This was so unlike anything I've read for a long time that I have to admit that several times I almost gave up. I think I'm glad I carried on with it though, if only as a test for myself.

I found it hard that I was given no real explanation as to why Hope was un-rememberable (I'm not actually sure that that is a real word, but I'm so frazzled I can't think of anything else!). I perhaps would have found it easier if I could reconcile it in my head, that's probably my stupidity though. The book did remind me somewhat of The Handmaid's Tale, I don't know why but it was echoing through some of the chapters, but obviously that isn't a bad thing. Come to think of it I could see this on some reading list for higher education, to be analysed and critiqued in a much more cerebral way than my waffling here.

It's an interesting concept though; how much we are defined by the memories that other people hold of us, and our place in society. I'm sure if I were to approach the book with that mind-frame rather than as just a book to absorb I would have done better. It's almost an extension of the 'what would you do if you were invisible for a day' question we've all surely answered at some point; I'm not sure I could have ever come up with an answer like this though.

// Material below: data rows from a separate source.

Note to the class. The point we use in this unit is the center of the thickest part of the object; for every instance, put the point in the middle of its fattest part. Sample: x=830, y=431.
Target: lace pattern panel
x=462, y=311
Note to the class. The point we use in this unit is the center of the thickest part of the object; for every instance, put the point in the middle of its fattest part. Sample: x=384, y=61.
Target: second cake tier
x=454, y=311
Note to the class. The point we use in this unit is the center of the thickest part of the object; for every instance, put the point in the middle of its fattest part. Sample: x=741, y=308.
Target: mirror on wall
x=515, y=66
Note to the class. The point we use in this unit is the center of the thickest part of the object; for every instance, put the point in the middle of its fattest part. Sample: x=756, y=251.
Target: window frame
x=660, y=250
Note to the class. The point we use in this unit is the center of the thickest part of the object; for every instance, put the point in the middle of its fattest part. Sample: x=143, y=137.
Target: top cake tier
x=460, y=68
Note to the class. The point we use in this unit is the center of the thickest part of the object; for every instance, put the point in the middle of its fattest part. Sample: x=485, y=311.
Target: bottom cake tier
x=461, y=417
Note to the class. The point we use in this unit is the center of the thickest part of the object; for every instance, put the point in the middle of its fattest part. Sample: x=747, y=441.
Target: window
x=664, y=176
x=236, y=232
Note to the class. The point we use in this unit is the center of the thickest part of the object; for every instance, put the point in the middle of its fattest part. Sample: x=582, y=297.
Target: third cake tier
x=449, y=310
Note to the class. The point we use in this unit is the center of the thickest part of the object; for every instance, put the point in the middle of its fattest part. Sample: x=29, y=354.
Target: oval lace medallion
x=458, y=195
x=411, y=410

The whole 'Perfection' app was really quite disturbing. I have to say it tapped in uncomfortably closely to the seeming ideal that we are presented with in today's society. The celebrity ideal thing makes me increasingly disturbed; what type of people are we teaching our children to look up to and aspire to be? Mind you what kind of world is it now that a footballer can earn such vast amounts of money whilst our nurses, firemen etc. sit towards the other end of the scale - it's dreadful. And now I sound like an old woman don't I? Actually I don't care with regards this opinion; the world is skewed unfairly. Rant over!

'Perfection' didn't seem like such an abstract concept in realism, after all it is only a progression of the reward system and strive for ever more stuff, that preoccupies many lives now. It was perhaps this (un)natural progression that kept me tethered to the story.

I didn't really have any strong image of any of the characters in the book, but perhaps that was intentional and obvious considering the plot. Likewise I was somewhat dizzy and unaware of where in the world the events were taking place. Though again that probably isn't that important.

I suppose though I come back to my initial point, that I didn't understand why no-one could remember Hope (well, apart from those few groups of people that Hope tells us of about halfway through). It is sad really when I look back at it; not being remembered even by her Mum and Dad, but I couldn't find a way to feel sympathetic towards Hope whilst I was reading it.

I suppose I could sit and talk about this book all day - and perhaps that is the sign of a good book rather than my engagement with, or enjoyment of it. I don't know and thankfully it's not down to me to decide.

I'm guessing if you are more a science-fiction fan than me, you would enjoy it more. It would certainly make a good book for a reading group discussion. I just don't think it was for me, but that should in no way be meant as a disrespectful comment to Claire North. It made me think, and it both disturbed and appalled me, which I don't think is a bad thing to have taken away from it.